The other day my first grader came home from school and excitedly told me about recess and how she was hanging out with her girlfriends. Then she said, “My friend told me they have a gun at their house. It’s just in case a bad guy comes in and she can’t see or touch it. So it’s OK, right Mom?”
A thousand thoughts swirled around inside my head. Was it OK? Where did they keep it? What if her friend decides to show her the gun when her parents aren’t looking? What if the parent accidentally left it out while cleaning it? What if there was an accident? What if they try to play with it even though it’s been strictly forbidden? What if it’s locked away like it’s supposed to be? Do I need to start asking parents prior to play dates if they own a gun and if it’s stored properly? The “what if” scenario went on and on in my head.
But back to my daughter’s question.
I was not sure how to answer exactly.
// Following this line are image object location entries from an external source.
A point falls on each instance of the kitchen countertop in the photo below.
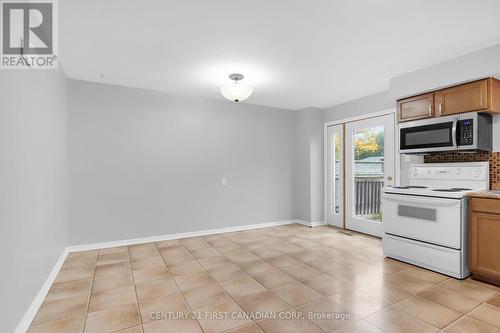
(491, 194)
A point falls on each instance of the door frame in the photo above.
(397, 158)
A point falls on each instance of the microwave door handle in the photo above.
(454, 133)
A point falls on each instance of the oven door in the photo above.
(428, 219)
(428, 135)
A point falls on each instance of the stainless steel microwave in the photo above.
(462, 132)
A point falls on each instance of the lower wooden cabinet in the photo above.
(484, 239)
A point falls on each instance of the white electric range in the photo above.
(426, 222)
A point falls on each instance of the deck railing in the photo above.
(367, 193)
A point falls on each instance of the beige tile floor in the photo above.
(315, 280)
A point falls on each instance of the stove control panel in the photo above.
(446, 171)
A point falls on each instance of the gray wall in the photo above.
(369, 104)
(33, 156)
(308, 163)
(145, 163)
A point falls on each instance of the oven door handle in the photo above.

I knew the most important topic to discuss here was not my stance on gun control. This is about the safety of my daughter and her knowledge on the topic. I needed to educate her about the dangers and how to be safe in a situation where a gun is present in case I am not there. I explained that our constitution allows us to bear arms, to defend ourselves, our family and what belongs to us. I tried my best not to be the mom who tells my kid what to think. I wanted her to have her own opinions and make her own decisions. I also want her to stay safe and to make good decisions while she is away from me.
I then tried answering her question by reminding her how all families are different. Some families choose to protect themselves with guns, while others rely on security systems, dogs or other weapons. Some families just trust the goodness of humans and do little to protect themselves. I told her that it sounded like her friend’s family believes that having a gun in the house is the best protection. They did the right thing by informing their children about it and explaining the safety rules. I told her as well that if she ever sees a gun, she needs to leave the room immediately to find an adult that she trusts. I let her know if an accident happens with a gun, it would be very bad and possibly deadly. I reinforced the fact that it’s OK to tell on someone for finding a real gun and playing with it. She could be saving a life by being brave and letting a grown up know.
She nodded as she absorbed the conversation and then asked, “Why do they think a bad guy will come into their house?” I couldn’t answer that. I don’t know the family or their experiences. So I told her that. I let her know that people own guns for different reasons. Some people enjoy skeet shooting, hunting or target practice. Some feel they need the protection. But everyone has different reasons for wanting or not wanting a gun. It’s based on their experiences, their beliefs and their level of comfort. I reiterated that it’s my job to help her make good decisions and that she needs to know guns can be extremely dangerous.
I’m not ready to explain the horrors of Sandy Hook to her even though it haunts me that children her age were the victims. I’m not ready to tell her there are psychopathic killers out there plotting a shooting spree in an attempt to bring attention to their manifesto that has been years in the making. She is too young to know how cruel life can be, but she isn’t too young to understand the certain dangers of guns and how to be safe around them. It’s a fine line keeping children safe while maintaining their innocence, but it’s my job to do just that.